Inside the fabled design studio (cloths over the long tables hiding the exciting new prototypes from prying eyes like mine) Jony has two people with him. They too have been promoted as part of Ive’s new role.
In a profile at The Telegraph, Stephen Fry reveals Jony Ive's new role at Apple. Richard Howarth and Alan Dye (both profiled by Wired and The New Yorker earlier this year in their Apple Watch coverage) will report to Jony Ive and become VPs of Industrial Design and Human Interface, respectively. According to an internal memo published by 9to5Mac, the change will be effective starting July 1.
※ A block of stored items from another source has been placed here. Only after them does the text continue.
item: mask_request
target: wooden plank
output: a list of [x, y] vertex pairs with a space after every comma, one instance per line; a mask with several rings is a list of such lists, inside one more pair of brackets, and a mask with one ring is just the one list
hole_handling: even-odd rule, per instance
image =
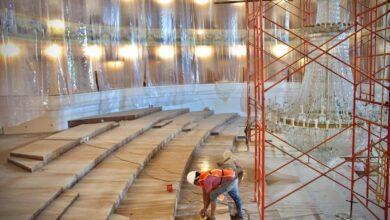
[[157, 112], [121, 122], [120, 126], [62, 154], [40, 172], [8, 181], [0, 187], [0, 219], [36, 217], [64, 189], [70, 188], [113, 151], [153, 124], [183, 112], [185, 110]]
[[90, 139], [105, 131], [118, 126], [115, 122], [104, 122], [96, 124], [82, 124], [59, 133], [50, 135], [45, 140], [75, 140]]
[[45, 161], [42, 160], [34, 160], [34, 159], [14, 157], [14, 156], [8, 157], [8, 162], [22, 169], [25, 169], [29, 172], [34, 172], [45, 165]]
[[185, 126], [184, 128], [183, 128], [183, 131], [185, 131], [185, 132], [189, 132], [189, 131], [192, 131], [192, 130], [194, 130], [196, 127], [198, 127], [198, 123], [191, 123], [191, 124], [188, 124], [187, 126]]
[[79, 125], [13, 150], [8, 161], [27, 171], [34, 172], [80, 142], [116, 126], [118, 124], [114, 122]]
[[161, 107], [152, 107], [152, 108], [142, 108], [142, 109], [133, 109], [130, 111], [124, 112], [115, 112], [104, 115], [96, 115], [92, 117], [80, 118], [68, 121], [68, 127], [75, 127], [81, 124], [93, 124], [93, 123], [101, 123], [108, 121], [124, 121], [124, 120], [134, 120], [145, 115], [149, 115], [158, 111], [161, 111]]
[[12, 157], [47, 161], [49, 158], [56, 157], [77, 144], [78, 141], [73, 140], [38, 140], [11, 151], [10, 155]]
[[43, 212], [37, 220], [60, 219], [66, 210], [79, 198], [79, 193], [73, 190], [66, 190], [57, 199], [55, 199]]
[[159, 122], [159, 123], [153, 125], [153, 128], [162, 128], [165, 125], [168, 125], [169, 123], [171, 123], [172, 121], [173, 121], [172, 119], [164, 120], [162, 122]]
[[183, 126], [207, 116], [209, 112], [181, 115], [161, 129], [145, 132], [110, 155], [72, 188], [80, 193], [80, 199], [62, 219], [108, 218], [150, 158]]
[[[193, 151], [212, 129], [232, 117], [235, 115], [210, 116], [193, 131], [172, 140], [140, 173], [116, 213], [132, 219], [173, 219], [181, 180]], [[174, 192], [167, 192], [167, 184], [173, 185]]]

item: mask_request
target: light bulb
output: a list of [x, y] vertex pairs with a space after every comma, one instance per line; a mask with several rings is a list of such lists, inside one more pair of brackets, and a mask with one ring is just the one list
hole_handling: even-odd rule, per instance
[[175, 56], [175, 48], [169, 45], [163, 45], [157, 48], [157, 55], [161, 59], [171, 59]]
[[139, 49], [137, 45], [125, 45], [119, 48], [118, 55], [122, 59], [135, 60], [138, 58]]
[[98, 45], [91, 45], [84, 47], [84, 54], [90, 58], [98, 59], [102, 56], [102, 48]]
[[205, 5], [210, 3], [210, 0], [195, 0], [195, 3], [198, 5]]
[[213, 49], [210, 46], [196, 46], [195, 55], [199, 58], [206, 58], [211, 56]]
[[173, 0], [155, 0], [155, 1], [161, 5], [168, 5], [173, 2]]
[[63, 20], [54, 19], [47, 22], [47, 26], [54, 34], [63, 34], [65, 31], [65, 22]]
[[58, 58], [62, 54], [62, 47], [58, 44], [52, 44], [45, 49], [45, 54], [50, 58]]
[[245, 45], [233, 45], [229, 49], [230, 49], [230, 53], [235, 57], [243, 57], [246, 55]]

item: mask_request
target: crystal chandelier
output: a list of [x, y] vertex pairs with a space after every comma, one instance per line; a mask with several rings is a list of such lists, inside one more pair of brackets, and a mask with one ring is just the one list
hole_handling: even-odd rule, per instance
[[[348, 13], [340, 7], [340, 1], [342, 0], [318, 0], [316, 24], [305, 30], [310, 42], [325, 51], [348, 38], [348, 33], [338, 35], [339, 32], [334, 31], [334, 27], [345, 27], [349, 21]], [[336, 35], [338, 36], [335, 37]], [[331, 38], [335, 39], [327, 42]], [[315, 47], [309, 46], [309, 51], [313, 50]], [[350, 63], [349, 52], [348, 40], [329, 51], [345, 63]], [[321, 53], [318, 49], [309, 53], [309, 61]], [[329, 55], [322, 55], [316, 61], [306, 66], [299, 93], [294, 100], [290, 100], [282, 108], [272, 104], [270, 106], [271, 112], [278, 115], [276, 125], [283, 136], [301, 151], [309, 150], [352, 124], [351, 68]], [[349, 155], [350, 133], [351, 129], [347, 129], [310, 154], [327, 163]]]

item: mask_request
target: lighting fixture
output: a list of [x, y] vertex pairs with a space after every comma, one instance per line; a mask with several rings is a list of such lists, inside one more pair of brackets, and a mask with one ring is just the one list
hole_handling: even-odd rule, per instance
[[196, 46], [195, 47], [195, 56], [199, 58], [206, 58], [211, 56], [213, 49], [210, 46]]
[[98, 59], [102, 56], [103, 50], [98, 45], [91, 45], [84, 47], [84, 54], [92, 59]]
[[161, 5], [168, 5], [173, 2], [173, 0], [155, 0], [155, 1]]
[[245, 45], [233, 45], [230, 46], [230, 54], [235, 57], [246, 56], [246, 46]]
[[135, 60], [139, 55], [139, 48], [137, 45], [125, 45], [119, 48], [118, 55], [121, 59]]
[[58, 44], [52, 44], [45, 49], [45, 54], [50, 58], [59, 58], [62, 54], [62, 47]]
[[169, 45], [162, 45], [157, 48], [157, 55], [161, 59], [171, 59], [175, 56], [175, 48]]
[[195, 0], [195, 3], [198, 5], [205, 5], [210, 3], [210, 0]]
[[63, 20], [49, 20], [47, 21], [47, 26], [53, 34], [63, 34], [65, 31], [65, 22]]

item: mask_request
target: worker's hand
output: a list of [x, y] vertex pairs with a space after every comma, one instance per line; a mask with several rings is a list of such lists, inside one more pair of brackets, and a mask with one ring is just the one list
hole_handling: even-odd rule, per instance
[[201, 209], [200, 212], [199, 212], [199, 215], [202, 218], [206, 217], [206, 210], [205, 209]]
[[218, 163], [217, 163], [217, 165], [218, 165], [218, 166], [222, 166], [222, 165], [223, 165], [223, 163], [221, 163], [221, 162], [218, 162]]

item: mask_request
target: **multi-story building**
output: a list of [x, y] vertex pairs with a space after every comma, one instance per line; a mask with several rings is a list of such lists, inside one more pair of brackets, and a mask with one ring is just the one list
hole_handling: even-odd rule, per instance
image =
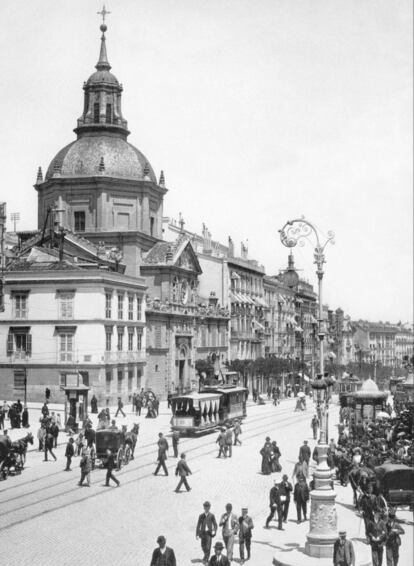
[[388, 367], [396, 365], [397, 327], [394, 324], [359, 320], [354, 326], [355, 361]]
[[145, 365], [144, 280], [73, 234], [59, 250], [50, 235], [40, 240], [17, 246], [4, 271], [0, 395], [21, 394], [23, 377], [31, 400], [48, 387], [62, 401], [74, 373], [101, 402], [132, 394]]
[[413, 325], [398, 322], [395, 326], [397, 328], [395, 335], [395, 363], [397, 367], [401, 367], [403, 364], [406, 365], [407, 362], [410, 362], [414, 355]]

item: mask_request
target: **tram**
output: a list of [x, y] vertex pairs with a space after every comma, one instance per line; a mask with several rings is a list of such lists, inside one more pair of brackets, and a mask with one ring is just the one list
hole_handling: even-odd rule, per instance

Later in the profile, Stephen Fry asked Ive about his new role:
When I catch up with Ive alone, I ask him why he has seemingly relinquished the two departments that had been so successfully under his control. “Well, I’m still in charge of both,” he says, “I am called Chief Design Officer. Having Alan and Richard in place frees me up from some of the administrative and management work which isn’t … which isn’t …”
“Which isn’t what you were put on this planet to do?”
“Exactly. Those two are as good as it gets. Richard was lead on the iPhone from the start. He saw it all the way through from prototypes to the first model we released. Alan has a genius for human interface design. So much of the Apple Watch’s operating system came from him. With those two in place I can …”
Ive is currently overseeing the design of future Apple retail stores and Apple Campus 2 on top of his existing duties in the Industrial Design and Human Interface groups. It'll be interesting to see what this leadership change will mean for Ive's participation in new Apple products going forward and if the role of Marc Newson (who joined Apple last year) will be altered as well.